What was your reaction on becoming a Buc?
I was OK with the news when Bart Starr (Green Bay's head coach) told me. The weather was a lot better than in Green Bay and I had played for John McKay in a college all-star game when I was a senior at Florida State.
All the expansion players, veterans and rookies arrived in Tampa in May 1976 and were all staying at the Hall of Fame Inn just down from the stadium. But when we turned up to a high school for our first official workout, the gate was locked and the grass was almost a foot high. I thought, "So this is the Tampa Bay Buccaneers".
And then the team went 0-14 - what went wrong?

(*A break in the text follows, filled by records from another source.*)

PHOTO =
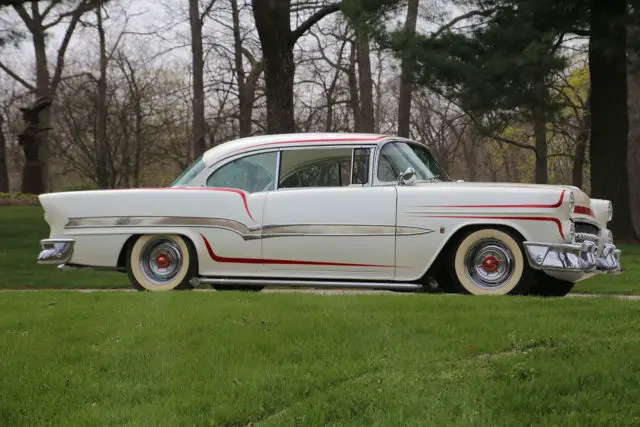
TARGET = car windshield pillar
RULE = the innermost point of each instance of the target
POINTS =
(189, 174)
(396, 157)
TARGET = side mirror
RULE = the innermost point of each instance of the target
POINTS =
(408, 177)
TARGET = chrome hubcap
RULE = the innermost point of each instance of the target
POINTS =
(489, 264)
(161, 260)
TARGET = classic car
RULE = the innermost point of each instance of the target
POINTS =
(334, 210)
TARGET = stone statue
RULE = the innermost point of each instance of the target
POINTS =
(29, 139)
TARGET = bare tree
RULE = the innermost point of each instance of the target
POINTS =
(4, 171)
(196, 20)
(277, 39)
(46, 85)
(404, 100)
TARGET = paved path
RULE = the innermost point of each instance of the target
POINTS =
(311, 291)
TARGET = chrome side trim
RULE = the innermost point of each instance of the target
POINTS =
(55, 251)
(582, 257)
(197, 281)
(248, 232)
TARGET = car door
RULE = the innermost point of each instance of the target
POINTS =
(331, 227)
(238, 190)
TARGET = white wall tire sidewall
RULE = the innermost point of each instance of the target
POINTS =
(472, 239)
(141, 278)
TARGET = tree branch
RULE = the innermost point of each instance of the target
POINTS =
(462, 17)
(206, 11)
(22, 12)
(77, 14)
(314, 19)
(17, 78)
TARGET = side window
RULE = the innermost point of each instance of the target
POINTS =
(252, 173)
(324, 167)
(361, 162)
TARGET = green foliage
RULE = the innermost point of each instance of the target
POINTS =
(503, 65)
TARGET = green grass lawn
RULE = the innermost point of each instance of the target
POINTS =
(22, 227)
(231, 359)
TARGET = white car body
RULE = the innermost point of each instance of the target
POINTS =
(382, 233)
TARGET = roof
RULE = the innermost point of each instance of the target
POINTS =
(276, 140)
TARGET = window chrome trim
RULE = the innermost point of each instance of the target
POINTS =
(380, 146)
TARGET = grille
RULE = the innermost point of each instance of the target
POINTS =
(586, 228)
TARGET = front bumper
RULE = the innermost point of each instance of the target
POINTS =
(55, 251)
(581, 257)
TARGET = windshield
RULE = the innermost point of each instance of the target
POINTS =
(396, 157)
(187, 176)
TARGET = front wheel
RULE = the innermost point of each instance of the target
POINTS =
(490, 262)
(161, 263)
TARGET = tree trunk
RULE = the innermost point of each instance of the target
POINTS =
(609, 118)
(404, 99)
(540, 132)
(272, 18)
(273, 25)
(102, 149)
(354, 97)
(581, 147)
(365, 82)
(199, 125)
(633, 79)
(35, 173)
(246, 105)
(4, 172)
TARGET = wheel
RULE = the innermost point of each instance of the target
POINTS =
(161, 263)
(490, 262)
(238, 288)
(547, 286)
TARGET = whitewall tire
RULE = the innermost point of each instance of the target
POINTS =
(161, 263)
(490, 261)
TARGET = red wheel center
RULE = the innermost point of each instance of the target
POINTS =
(490, 264)
(163, 261)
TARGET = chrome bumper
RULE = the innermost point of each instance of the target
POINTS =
(55, 251)
(574, 257)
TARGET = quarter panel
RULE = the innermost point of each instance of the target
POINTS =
(535, 213)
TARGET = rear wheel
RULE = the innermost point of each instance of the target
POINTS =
(490, 261)
(548, 286)
(161, 263)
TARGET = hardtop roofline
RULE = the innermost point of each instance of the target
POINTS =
(237, 146)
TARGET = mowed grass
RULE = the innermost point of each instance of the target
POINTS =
(231, 359)
(22, 227)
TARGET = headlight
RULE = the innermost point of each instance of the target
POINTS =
(571, 202)
(571, 235)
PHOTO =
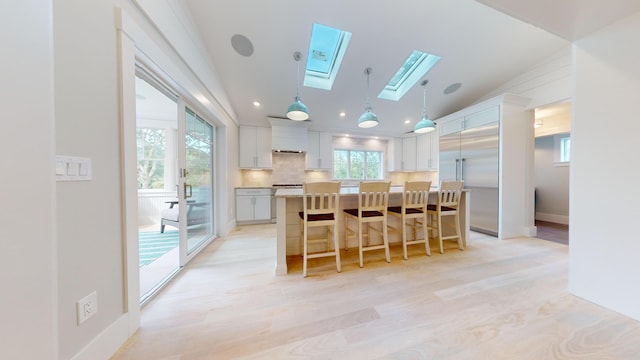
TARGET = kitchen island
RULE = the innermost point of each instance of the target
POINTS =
(289, 203)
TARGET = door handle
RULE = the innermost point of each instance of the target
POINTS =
(185, 191)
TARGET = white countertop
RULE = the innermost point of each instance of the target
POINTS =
(344, 190)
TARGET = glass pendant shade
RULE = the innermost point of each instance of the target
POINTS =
(297, 110)
(424, 126)
(368, 119)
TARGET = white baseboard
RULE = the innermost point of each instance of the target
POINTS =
(531, 231)
(227, 228)
(107, 342)
(558, 219)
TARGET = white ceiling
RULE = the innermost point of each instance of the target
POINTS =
(480, 47)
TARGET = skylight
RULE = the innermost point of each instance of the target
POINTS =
(326, 50)
(414, 68)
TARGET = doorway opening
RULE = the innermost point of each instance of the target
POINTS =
(551, 171)
(156, 143)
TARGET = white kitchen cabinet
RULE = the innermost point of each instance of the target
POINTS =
(511, 194)
(319, 151)
(409, 153)
(253, 205)
(427, 152)
(255, 147)
(413, 153)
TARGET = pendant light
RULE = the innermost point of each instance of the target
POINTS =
(297, 110)
(424, 125)
(368, 119)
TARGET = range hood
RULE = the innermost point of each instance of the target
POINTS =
(288, 136)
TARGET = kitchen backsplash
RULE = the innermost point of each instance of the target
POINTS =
(289, 169)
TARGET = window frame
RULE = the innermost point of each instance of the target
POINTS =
(562, 149)
(349, 177)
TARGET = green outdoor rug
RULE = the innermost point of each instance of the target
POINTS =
(153, 244)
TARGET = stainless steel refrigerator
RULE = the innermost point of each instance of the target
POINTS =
(472, 155)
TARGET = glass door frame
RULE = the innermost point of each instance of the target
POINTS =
(185, 255)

Nowadays, NFL pre-season and training camp is not that long. In 1976, it was 10 weeks of two-a-day training sessions. We went to camp earlier than any other team and then played six pre-season games. Even the Wednesday before the season opener in Houston, we were still doing full scrimmages twice a day. So many veteran players never did play because they were beat up from all the workouts.
We were tired and beaten up before the season even started and we just ran out of horses. Players were being brought in on the Monday, might not even suit up for a game and would then be gone by the following week.
John McKay had his own game plan but it was just different to what we were expecting. I think with hindsight he might have changed his ideas and we would have won more than two games. It is just so different from college to the NFL even back in the 1970s and pro players just cannot take that level of pounding off the field and then perform on it.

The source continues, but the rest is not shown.